Tim pengembangan inklusi untuk jadi resource center
Pendidikan inklusif 28 hari, bu Novi Smansa
Penggagas: Neneng Fitri Ekasari Kepala SLB Cahaya Gemilang Pertiwi Cianjur
Situasi
Di Kabupaten Cianjur terdapat 8 SLB dengan kekhususan tunanetra tunagrahita, tunarungu, autis hiperaktif atau SLB A, B, C.
Dari ke-8 SLB tersebut masing-masing memiliki guru yang memiliki kemampuan mengelola anak-anak berkebutuhan khusus sesuai dengan ketukan yang dibuka di sekolah tersebut.
Di sisi lain di Kabupaten Cianjur terdapat SMA dan SMK yang harus membuka program inklusif. Yaitu program yang diberikan bagi anak-anak berkebutuhan khusus tetapi bisa masuk ke sekolah SMA atau SMK. Misalnya anak tunanetra bisa masuk ke SMA Karena untuk membaca dan berkegiatan lain bisa dibantu oleh pendampingnya. Juga anak-anak lain yang berkebutuhan khusus yang bisa dimasukkan ke SMA atau ke SMK tetapi tidak mengalami hambatan intelektual.
Tantangan
SMA dan SMK menerima anak yang berkebutuhan khusus atau program inklusif dengan tidak direncanakan titik Setelah pendaftaran siswa baru, tiba-tiba sekolah baru tahu bahwa terdapat murid yang berkebutuhan khusus. Akibatnya sekolah tidak siap menerima anak-anak yang harus dilayani secara inklusif ini juga para guru tidak memiliki pengalaman atau pengetahuan yang cukup untuk memberikan layanan inklusif. Guru-guru mata pelajaran mengeluh merasa berat untuk memberikan layanan inklusif kepada anak-anak berkebutuhan khusus yang ada di sekolah karena tidak tahu bagaimana caranya.

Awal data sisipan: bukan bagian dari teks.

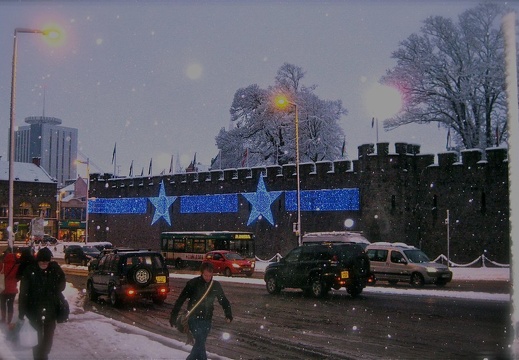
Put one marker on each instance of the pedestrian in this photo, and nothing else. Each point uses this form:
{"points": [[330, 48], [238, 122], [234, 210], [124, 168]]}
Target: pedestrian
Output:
{"points": [[40, 291], [201, 292], [26, 258], [10, 267]]}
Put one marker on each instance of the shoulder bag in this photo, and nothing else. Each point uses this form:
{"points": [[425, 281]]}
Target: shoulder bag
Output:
{"points": [[182, 320]]}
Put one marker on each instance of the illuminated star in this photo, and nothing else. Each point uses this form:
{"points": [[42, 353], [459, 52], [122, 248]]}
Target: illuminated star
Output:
{"points": [[261, 201], [162, 204]]}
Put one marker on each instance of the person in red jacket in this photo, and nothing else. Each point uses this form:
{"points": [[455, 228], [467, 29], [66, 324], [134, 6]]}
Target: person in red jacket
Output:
{"points": [[10, 268]]}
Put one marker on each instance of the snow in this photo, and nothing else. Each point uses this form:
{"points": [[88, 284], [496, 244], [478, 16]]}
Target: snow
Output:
{"points": [[105, 338]]}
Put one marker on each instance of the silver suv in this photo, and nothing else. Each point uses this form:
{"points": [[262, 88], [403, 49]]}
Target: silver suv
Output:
{"points": [[396, 262]]}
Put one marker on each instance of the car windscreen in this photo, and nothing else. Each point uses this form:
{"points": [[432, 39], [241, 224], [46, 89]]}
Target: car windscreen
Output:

Di sisi lain sekolah luar biasa memiliki para guru yang memiliki kemampuan dan keterampilan menangani anak-anak berkebutuhan khusus mulai dari tingkatan rendah sampai dengan tingkatan berat kekhususannya. Tetapi mereka tidak dapat memberikan layanan kepada SMA atau SMK karena sekolah luar biasa tersebut tidak ditunjuk sebagai partner atau Resource center untuk pendidikan inklusif.
Harapan
1. Terdapat kolaborasi antara SMA SMK dengan SLB untuk melayani anak-anak inklusif misalnya melalui para guru SLB memberikan pendidikan inklusif kepada guru-guru SMA dan SMK
2. Pihak cabang Dinas Pendidikan wilayah 6 menyediakan wadah untuk menghubungkan antara SLB sebagai sumber informasi inklusif dengan SMA dan SMK sebagai sekolah pengguna pendidikan inklusif di luar SLB.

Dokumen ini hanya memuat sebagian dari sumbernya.